The seven-plus month vacancy caused by Sean Duffy’s resignation is the fourth longest in the history of the state due to resignation or death
The election of Republican state legislator Tom Tiffany over Wausau School Board president Tricia Zunker on Tuesday puts an end to the long drought without representation in the U.S. House for residents of Wisconsin’s 7th Congressional District.
Five-term Republican Sean Duffy (pictured) resigned on September 23rd of last year resulting in a vacancy that lasted 7 months and 20 days until this week’s special election.
Tiffany is expected to take his seat next week in what has been one of the longest vacancies for a Wisconsin U.S. House seat in state history.
Over the last 170+ years since statehood, Wisconsinites have endured two dozen vacancies in the nation’s lower legislative chamber due to death (17) or resignations (seven).
The Duffy vacancy will end at approximately 240 days next week depending on when congressman-elect Tiffany is sworn in next week.
Each of the three other longer vacancies in Wisconsin resulted from the deaths of U.S. Representatives – with no special election called to fill the seat. As such, the vacancy continued throughout the remainder of the respective Congress.

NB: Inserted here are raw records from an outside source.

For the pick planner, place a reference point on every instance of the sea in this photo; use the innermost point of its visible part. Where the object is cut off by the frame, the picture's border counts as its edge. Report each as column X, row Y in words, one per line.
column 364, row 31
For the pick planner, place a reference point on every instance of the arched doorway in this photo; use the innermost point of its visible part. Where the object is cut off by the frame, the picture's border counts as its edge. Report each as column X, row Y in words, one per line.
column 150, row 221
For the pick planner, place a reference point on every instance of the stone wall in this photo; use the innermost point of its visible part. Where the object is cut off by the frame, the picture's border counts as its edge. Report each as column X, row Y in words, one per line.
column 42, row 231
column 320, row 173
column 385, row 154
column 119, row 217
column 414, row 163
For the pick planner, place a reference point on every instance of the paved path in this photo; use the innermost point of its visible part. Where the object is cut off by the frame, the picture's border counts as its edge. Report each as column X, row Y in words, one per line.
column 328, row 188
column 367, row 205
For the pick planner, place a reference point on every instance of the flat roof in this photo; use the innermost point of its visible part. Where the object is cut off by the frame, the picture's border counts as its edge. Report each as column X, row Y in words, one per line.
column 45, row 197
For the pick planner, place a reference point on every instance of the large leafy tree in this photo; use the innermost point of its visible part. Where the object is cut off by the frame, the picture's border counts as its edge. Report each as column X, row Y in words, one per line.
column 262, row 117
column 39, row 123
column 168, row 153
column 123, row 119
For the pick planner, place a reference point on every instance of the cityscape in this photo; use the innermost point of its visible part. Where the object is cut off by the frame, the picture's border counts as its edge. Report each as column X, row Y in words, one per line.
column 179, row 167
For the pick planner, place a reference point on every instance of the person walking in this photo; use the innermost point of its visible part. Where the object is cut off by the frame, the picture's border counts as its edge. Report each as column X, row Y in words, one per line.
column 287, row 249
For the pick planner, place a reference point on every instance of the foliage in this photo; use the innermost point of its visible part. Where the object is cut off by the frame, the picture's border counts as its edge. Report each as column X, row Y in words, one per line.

The longest such vacancy occurred after the passing of 3rd CD GOP freshman Harry Griswold on July 4, 1939.
Griswold’s seat remained vacant for the following 18 months (550 days) until Republican William Stevenson was sworn in on January 3, 1941 at the start of the 77th Congress.
Likewise, no special election was called after the death of nine-term Republican Lawrence Smith on January 22, 1958. Democrat Gerald Flynn filled the seat 11 months, 13 days (347 days) later when the 86th Congress convened in January 1959.
Presumably Tiffany will take his seat next week. If the congressman-elect does not take the oath of office for two weeks, the Duffy vacancy will approach the 250-day vacancy (8 months, 6 days) that occurred following the death of seven-term Republican Reid Murray on April 29, 1952.
That vacancy also continued through the remainder of the Congress, with Republican Melvin Laird sworn in for the 83rd Congress in January 1953.
Two other vacancies have lasted more than 200 days in the Badger State.
There was a 7 month, 13 day gap between the death of 18-term Republican Henry Cooper on March 1, 1931 and Republican Thomas Amlie’s special election win on October 13, 1931.
A total of 203 days passed (6 months, 20 days) after GOPer Irvine Lenroot resigned to become U.S. Senator on April 17, 1918 and Republican Adolphus Nelson won a special election on November 5th of that year.
The quickest a special election has been held to fill a U.S. House vacancy in Wisconsin is 44 days – happening twice in the 19th Century following the deaths of Democrat Joseph Rankin (January 24, 1886) and Republican William Price (December 6, 1886).
Technically, the shortest vacancy the state has endured is four days following the resignations of Republicans Vernon Thompson and Glenn Davis on December 31, 1974. Thompson had lost the general election and Davis had lost his party’s nomination earlier that year. Their successors who were victorious in the November 1974 general election took their seats a few days later.